Sunday, October 30, 2011

Feeding Your Brain

The great thing about working in the visual arts is how everything you experience has the potential to feed your work. Not because of the direct impact of the experience, but because you can learn so much about yourself based on how you interpret your world.

I just finished the beautiful novel One Hundred Years of Solitude by Gabriel Garcia Marquez. I was reading it purely for pleasure, and didn't expect to learn anything about my work. Instead I found tons of imagery that sparked my brain, and lots of uses of mirrors as metaphor. Near the end of the novel, when one character finds himself homesick for the town he's just left (because living there made him two homesick for another town), his emotion is described as two nostalgias facing each other like mirrors. Wow. If I can paint that sentence, I can die happy.

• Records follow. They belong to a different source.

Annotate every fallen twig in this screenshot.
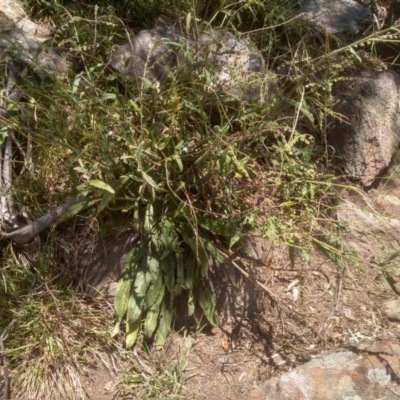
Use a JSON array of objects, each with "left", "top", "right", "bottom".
[{"left": 2, "top": 193, "right": 84, "bottom": 248}]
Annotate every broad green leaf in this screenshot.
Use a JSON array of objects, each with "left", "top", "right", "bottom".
[
  {"left": 179, "top": 227, "right": 210, "bottom": 277},
  {"left": 229, "top": 232, "right": 241, "bottom": 249},
  {"left": 114, "top": 279, "right": 132, "bottom": 322},
  {"left": 142, "top": 171, "right": 160, "bottom": 190},
  {"left": 184, "top": 251, "right": 196, "bottom": 290},
  {"left": 144, "top": 292, "right": 164, "bottom": 338},
  {"left": 97, "top": 192, "right": 114, "bottom": 213},
  {"left": 143, "top": 305, "right": 160, "bottom": 338},
  {"left": 148, "top": 254, "right": 160, "bottom": 283},
  {"left": 129, "top": 99, "right": 140, "bottom": 111},
  {"left": 161, "top": 225, "right": 171, "bottom": 249},
  {"left": 198, "top": 239, "right": 210, "bottom": 278},
  {"left": 145, "top": 274, "right": 164, "bottom": 308},
  {"left": 73, "top": 166, "right": 88, "bottom": 174},
  {"left": 127, "top": 268, "right": 151, "bottom": 323},
  {"left": 135, "top": 267, "right": 151, "bottom": 298},
  {"left": 204, "top": 239, "right": 224, "bottom": 263},
  {"left": 126, "top": 319, "right": 141, "bottom": 348},
  {"left": 155, "top": 294, "right": 174, "bottom": 348},
  {"left": 136, "top": 141, "right": 144, "bottom": 161},
  {"left": 187, "top": 291, "right": 194, "bottom": 317},
  {"left": 174, "top": 155, "right": 183, "bottom": 172},
  {"left": 126, "top": 294, "right": 143, "bottom": 324},
  {"left": 127, "top": 173, "right": 143, "bottom": 182},
  {"left": 161, "top": 227, "right": 183, "bottom": 254},
  {"left": 89, "top": 179, "right": 115, "bottom": 194},
  {"left": 102, "top": 92, "right": 116, "bottom": 101},
  {"left": 122, "top": 242, "right": 147, "bottom": 277},
  {"left": 114, "top": 175, "right": 130, "bottom": 192},
  {"left": 161, "top": 254, "right": 175, "bottom": 294},
  {"left": 195, "top": 284, "right": 218, "bottom": 326}
]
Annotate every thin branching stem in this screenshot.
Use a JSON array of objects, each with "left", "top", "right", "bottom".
[{"left": 3, "top": 135, "right": 18, "bottom": 228}]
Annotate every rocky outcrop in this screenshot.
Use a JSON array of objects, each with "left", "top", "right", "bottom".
[
  {"left": 248, "top": 339, "right": 400, "bottom": 400},
  {"left": 108, "top": 27, "right": 276, "bottom": 103},
  {"left": 330, "top": 70, "right": 400, "bottom": 186},
  {"left": 291, "top": 0, "right": 371, "bottom": 33}
]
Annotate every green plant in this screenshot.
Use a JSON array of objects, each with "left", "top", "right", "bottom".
[
  {"left": 5, "top": 0, "right": 399, "bottom": 367},
  {"left": 0, "top": 241, "right": 116, "bottom": 400}
]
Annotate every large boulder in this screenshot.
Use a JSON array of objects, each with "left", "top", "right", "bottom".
[
  {"left": 0, "top": 0, "right": 67, "bottom": 77},
  {"left": 291, "top": 0, "right": 371, "bottom": 34},
  {"left": 108, "top": 27, "right": 276, "bottom": 103},
  {"left": 330, "top": 70, "right": 400, "bottom": 186}
]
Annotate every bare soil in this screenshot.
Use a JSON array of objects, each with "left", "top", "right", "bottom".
[{"left": 168, "top": 247, "right": 395, "bottom": 400}]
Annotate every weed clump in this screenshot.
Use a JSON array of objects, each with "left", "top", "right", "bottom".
[{"left": 1, "top": 0, "right": 398, "bottom": 398}]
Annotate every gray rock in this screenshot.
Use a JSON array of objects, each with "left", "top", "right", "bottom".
[
  {"left": 108, "top": 26, "right": 185, "bottom": 84},
  {"left": 0, "top": 0, "right": 67, "bottom": 77},
  {"left": 194, "top": 29, "right": 275, "bottom": 103},
  {"left": 250, "top": 340, "right": 400, "bottom": 400},
  {"left": 337, "top": 199, "right": 400, "bottom": 264},
  {"left": 291, "top": 0, "right": 371, "bottom": 33},
  {"left": 109, "top": 27, "right": 276, "bottom": 103},
  {"left": 0, "top": 0, "right": 55, "bottom": 41},
  {"left": 330, "top": 70, "right": 400, "bottom": 186}
]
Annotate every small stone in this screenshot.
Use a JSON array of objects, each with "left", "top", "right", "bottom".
[
  {"left": 247, "top": 387, "right": 267, "bottom": 400},
  {"left": 103, "top": 380, "right": 115, "bottom": 392},
  {"left": 383, "top": 299, "right": 400, "bottom": 321}
]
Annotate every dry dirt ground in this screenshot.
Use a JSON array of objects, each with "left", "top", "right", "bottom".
[{"left": 79, "top": 163, "right": 400, "bottom": 400}]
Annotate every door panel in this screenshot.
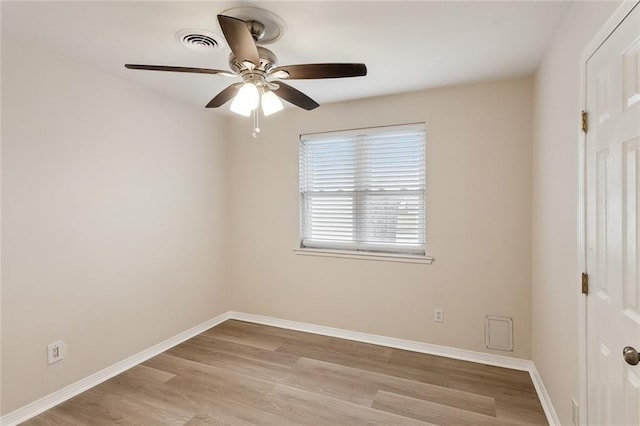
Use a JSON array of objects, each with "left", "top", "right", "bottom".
[
  {"left": 586, "top": 3, "right": 640, "bottom": 425},
  {"left": 596, "top": 148, "right": 610, "bottom": 299},
  {"left": 624, "top": 367, "right": 640, "bottom": 425},
  {"left": 623, "top": 139, "right": 640, "bottom": 320}
]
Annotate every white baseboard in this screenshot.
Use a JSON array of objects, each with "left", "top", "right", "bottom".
[
  {"left": 2, "top": 310, "right": 559, "bottom": 426},
  {"left": 0, "top": 312, "right": 232, "bottom": 426},
  {"left": 228, "top": 311, "right": 560, "bottom": 425},
  {"left": 529, "top": 363, "right": 562, "bottom": 426}
]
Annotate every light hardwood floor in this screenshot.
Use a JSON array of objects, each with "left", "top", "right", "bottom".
[{"left": 24, "top": 320, "right": 548, "bottom": 425}]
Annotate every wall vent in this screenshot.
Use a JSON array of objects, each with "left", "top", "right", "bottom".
[{"left": 485, "top": 315, "right": 513, "bottom": 351}]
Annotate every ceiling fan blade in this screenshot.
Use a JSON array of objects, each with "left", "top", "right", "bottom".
[
  {"left": 217, "top": 15, "right": 260, "bottom": 67},
  {"left": 125, "top": 64, "right": 235, "bottom": 76},
  {"left": 273, "top": 82, "right": 320, "bottom": 111},
  {"left": 271, "top": 63, "right": 367, "bottom": 80},
  {"left": 206, "top": 84, "right": 239, "bottom": 108}
]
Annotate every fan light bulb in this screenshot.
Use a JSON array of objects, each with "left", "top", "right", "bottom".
[
  {"left": 261, "top": 90, "right": 284, "bottom": 116},
  {"left": 230, "top": 82, "right": 259, "bottom": 116}
]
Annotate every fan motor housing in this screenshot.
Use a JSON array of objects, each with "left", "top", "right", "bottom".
[{"left": 229, "top": 46, "right": 277, "bottom": 73}]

I also recently attended an artist lecture by a new visiting professor at my university, Ariel Baron-Robbins. Her work looks drastically different than mine-- for one thing, it's nonobjective. I was delighted to discover that her work actually begins as observational drawings made in her sketchbook, then processed and edited into monumental drawings. That's not really so different than how I've been working lately-- manipulating representational images into strange realities.
Also, during her lecture I was struck with the epiphany that I need to send my gypsy dancer painting through the circular saw and put it back together "wrong".

Moral: get out there. Learn something!